St Anne's Retreat/Hatch's Camp is located 8.3 miles east from the mouth of Logan Canyon, Cache County, Utah. The camp complex consists of twenty-one buildings and structures, of which seventeen (85 percent) contribute to the historic integrity of the camp. Eleven are contributing buildings in the bungalow, Arts & Crafts, and National Park Rustic styles. These include two main lodges (or cabins), s
ix smaller cabins, a playhouse, a pool house and generator house. There are four contributing structures of stone, including a fireplace, fire pit, fountain, and a linear system of retaining walls and pathways. Two other contributing structures include the bridge and the pool. There are currently two noncontributing sheds on the property and two non-contributing gates across the bridge. All historic resources are in fair to good condition. The complex is currently being rehabilitated. Hatch's Camp is a contributing historic site with multiple resources in Logan Canyon. The camp complex is located 8.3 miles from the west boundary of the Wasatch-Cache National Forest in Logan Canyon, Utah. The camp was located within the area officially designated a summer homes special permit area by the
United States Forest Service (USFS) in the 1930s. The special permit was held by the family of Hezekiah Eastman Hatch, a prominent businessman from Logan, who built the first cabin in the area. Later his son, Lorenzo Boyd Hatch, and Boyd's wife Anne McQuarrie Hatch, added several buildings and used the camp as a summer retreat after they moved to New York City. Anne's sister, Hortense McQuarrie Odium, and her husband Floyd B. Odium, also lived in New York City and built cabins on the site for the use of their family.

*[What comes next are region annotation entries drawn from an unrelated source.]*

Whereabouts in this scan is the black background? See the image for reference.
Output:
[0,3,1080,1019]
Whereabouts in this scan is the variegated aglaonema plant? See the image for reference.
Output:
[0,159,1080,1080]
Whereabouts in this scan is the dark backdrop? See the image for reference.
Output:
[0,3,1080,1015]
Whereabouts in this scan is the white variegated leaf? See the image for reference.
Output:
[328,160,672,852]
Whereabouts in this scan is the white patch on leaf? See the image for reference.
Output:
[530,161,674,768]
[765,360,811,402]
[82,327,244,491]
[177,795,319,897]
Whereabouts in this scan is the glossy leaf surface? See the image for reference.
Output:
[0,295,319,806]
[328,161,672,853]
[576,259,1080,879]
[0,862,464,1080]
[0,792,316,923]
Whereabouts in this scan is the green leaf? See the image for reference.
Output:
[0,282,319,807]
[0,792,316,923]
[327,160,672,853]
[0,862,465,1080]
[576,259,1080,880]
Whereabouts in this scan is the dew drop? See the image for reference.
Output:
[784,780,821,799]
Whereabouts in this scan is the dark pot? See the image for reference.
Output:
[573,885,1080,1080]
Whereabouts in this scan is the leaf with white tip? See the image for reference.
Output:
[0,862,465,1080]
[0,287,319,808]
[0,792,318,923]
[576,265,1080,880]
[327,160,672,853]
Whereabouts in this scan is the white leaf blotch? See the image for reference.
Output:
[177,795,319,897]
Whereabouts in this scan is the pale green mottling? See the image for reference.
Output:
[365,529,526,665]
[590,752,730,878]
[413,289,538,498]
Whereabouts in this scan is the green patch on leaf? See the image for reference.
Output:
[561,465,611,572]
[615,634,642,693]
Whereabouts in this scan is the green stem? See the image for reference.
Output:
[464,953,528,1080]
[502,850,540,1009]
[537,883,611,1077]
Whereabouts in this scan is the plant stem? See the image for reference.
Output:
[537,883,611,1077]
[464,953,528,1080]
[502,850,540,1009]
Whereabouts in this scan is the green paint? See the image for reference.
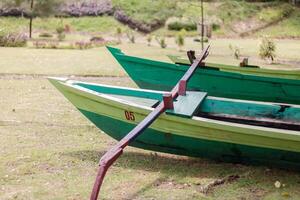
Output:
[108,47,300,104]
[50,79,300,168]
[166,91,207,117]
[168,55,300,79]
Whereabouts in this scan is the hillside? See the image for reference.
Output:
[0,0,300,38]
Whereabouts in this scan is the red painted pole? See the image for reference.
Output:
[90,46,210,200]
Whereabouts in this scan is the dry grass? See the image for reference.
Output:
[0,41,300,200]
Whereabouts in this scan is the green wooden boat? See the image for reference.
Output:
[108,47,300,104]
[168,55,300,79]
[49,78,300,169]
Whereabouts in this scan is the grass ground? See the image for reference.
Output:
[0,40,300,200]
[0,0,300,38]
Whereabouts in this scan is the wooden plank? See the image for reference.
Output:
[166,91,207,117]
[90,46,210,200]
[109,95,159,107]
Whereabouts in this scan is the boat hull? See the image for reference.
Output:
[51,79,300,169]
[108,47,300,104]
[168,55,300,79]
[79,109,300,170]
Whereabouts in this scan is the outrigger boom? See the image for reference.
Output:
[90,45,210,200]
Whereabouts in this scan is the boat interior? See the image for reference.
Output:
[73,82,300,131]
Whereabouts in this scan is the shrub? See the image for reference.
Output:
[33,41,47,49]
[147,34,152,46]
[166,17,197,31]
[126,31,135,43]
[211,23,221,31]
[39,33,53,38]
[0,33,28,47]
[155,36,167,49]
[229,44,241,59]
[56,26,66,41]
[194,37,208,43]
[116,27,122,43]
[90,36,105,42]
[175,29,185,51]
[33,41,60,49]
[259,37,276,63]
[90,36,106,47]
[75,41,92,49]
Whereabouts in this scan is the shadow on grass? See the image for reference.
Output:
[65,150,300,199]
[65,150,260,178]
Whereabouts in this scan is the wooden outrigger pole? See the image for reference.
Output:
[90,46,210,200]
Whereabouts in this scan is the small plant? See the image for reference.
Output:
[126,31,135,43]
[56,26,66,41]
[0,32,27,47]
[39,33,53,38]
[166,17,197,31]
[75,41,92,50]
[147,34,152,46]
[194,37,208,43]
[175,32,184,51]
[229,44,241,60]
[116,27,122,43]
[155,36,167,49]
[33,41,47,49]
[259,37,276,63]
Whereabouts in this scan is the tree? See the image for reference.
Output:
[259,37,276,63]
[175,29,185,51]
[5,0,60,38]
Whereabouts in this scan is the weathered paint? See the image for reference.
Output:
[108,47,300,104]
[168,55,300,79]
[79,110,300,170]
[50,79,300,168]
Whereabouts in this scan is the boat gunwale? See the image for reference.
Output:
[167,55,300,75]
[111,51,300,85]
[49,77,300,141]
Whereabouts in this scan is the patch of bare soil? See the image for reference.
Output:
[199,175,240,194]
[231,17,264,34]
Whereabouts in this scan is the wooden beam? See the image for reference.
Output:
[90,46,210,200]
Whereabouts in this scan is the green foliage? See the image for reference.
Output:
[75,41,92,50]
[0,31,27,47]
[39,32,53,38]
[112,0,178,23]
[155,36,167,49]
[194,37,208,43]
[259,37,276,62]
[56,26,66,41]
[116,26,122,43]
[147,34,152,46]
[126,30,135,43]
[116,27,122,35]
[217,0,261,23]
[166,17,197,31]
[229,44,241,60]
[175,29,185,50]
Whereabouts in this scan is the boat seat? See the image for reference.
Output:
[166,91,207,118]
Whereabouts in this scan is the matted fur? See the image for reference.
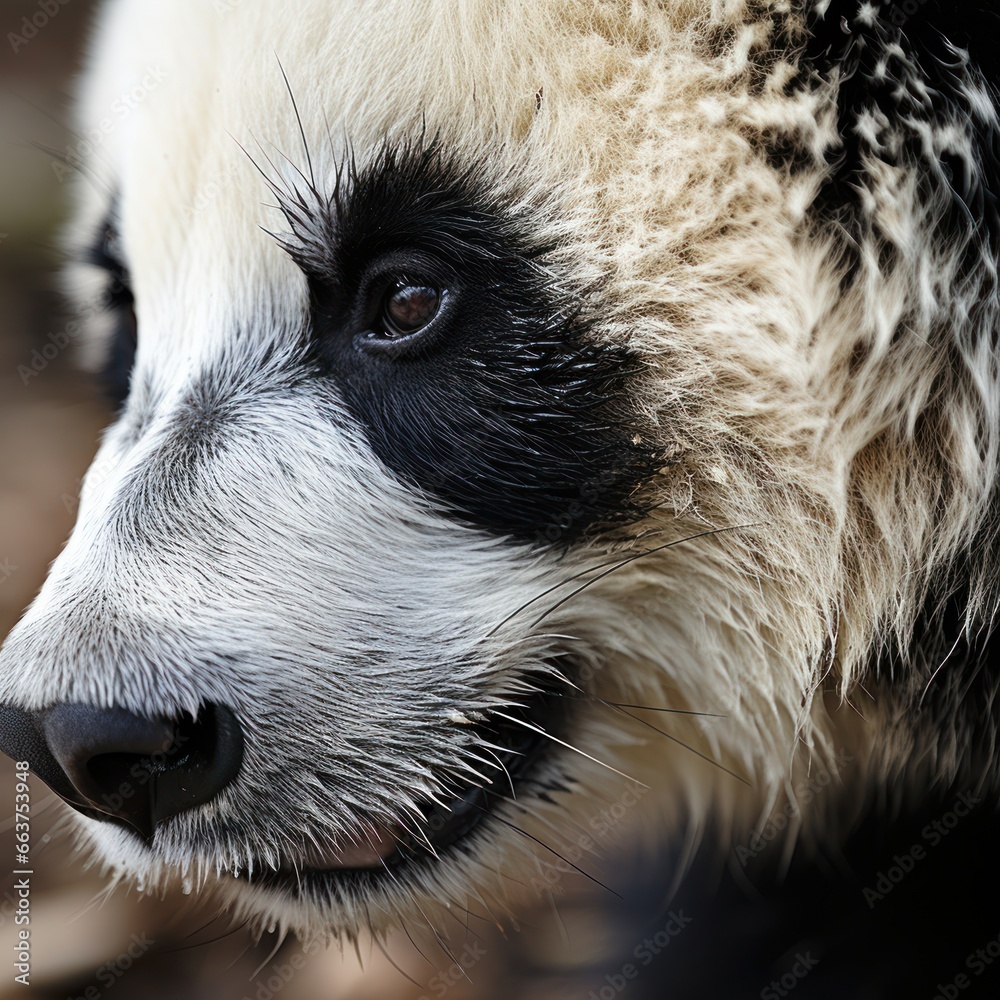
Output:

The summer camp eventually became a summer retreat, not only for the Hatches and Odiums, but numerous
friends and family. Guests included those with local ties as well as business associates, socialites, and other elites the Hatches and Odiums knew through their ties to New York and Hollywood. However, by the mid-1950s, the family had stopped using the camp. In the 1950s, along with Hortense Oldum, the Hatch family donated the lease and the improvements to the Roman Catholic Diocese of Salt Lake City. The Roman Catholic Diocese renamed the camp St. Ann's Retreat. The camp was used both as a retreat for the Sisters of the Holy Cross working in the diocese and as a recreational camp for youth groups of all faiths. The camp was closed for repairs in 1978 and then used as a youth camp until 1987 when the church closed the facility for good due to a high rate of trespassing and vandalism. Because the camp was used only occasionally, there was plenty opportunity for trespassing. The vast majority of trespassers were Logan area teenagers seeking a thrill through "legend-tripping," or in other words, going to the site with hopes of witnessing a supernatural event. Apparently the "legend-tripping" began while the sisters were staying there, prompting
them to get dogs to alert them of intruders. Eventually because of the frequent night visitations by often intoxicated young trespassers, the sisters stopped coming to the retreat. In the early 1990s, the Catholic Church sold the lease to a group of several families who fixed up the camp as a private camp again. Unfortunately the vandals kept coming and the families would show up at the camp only to find doors and windows broken, and their possessions burned. They eventually gave up.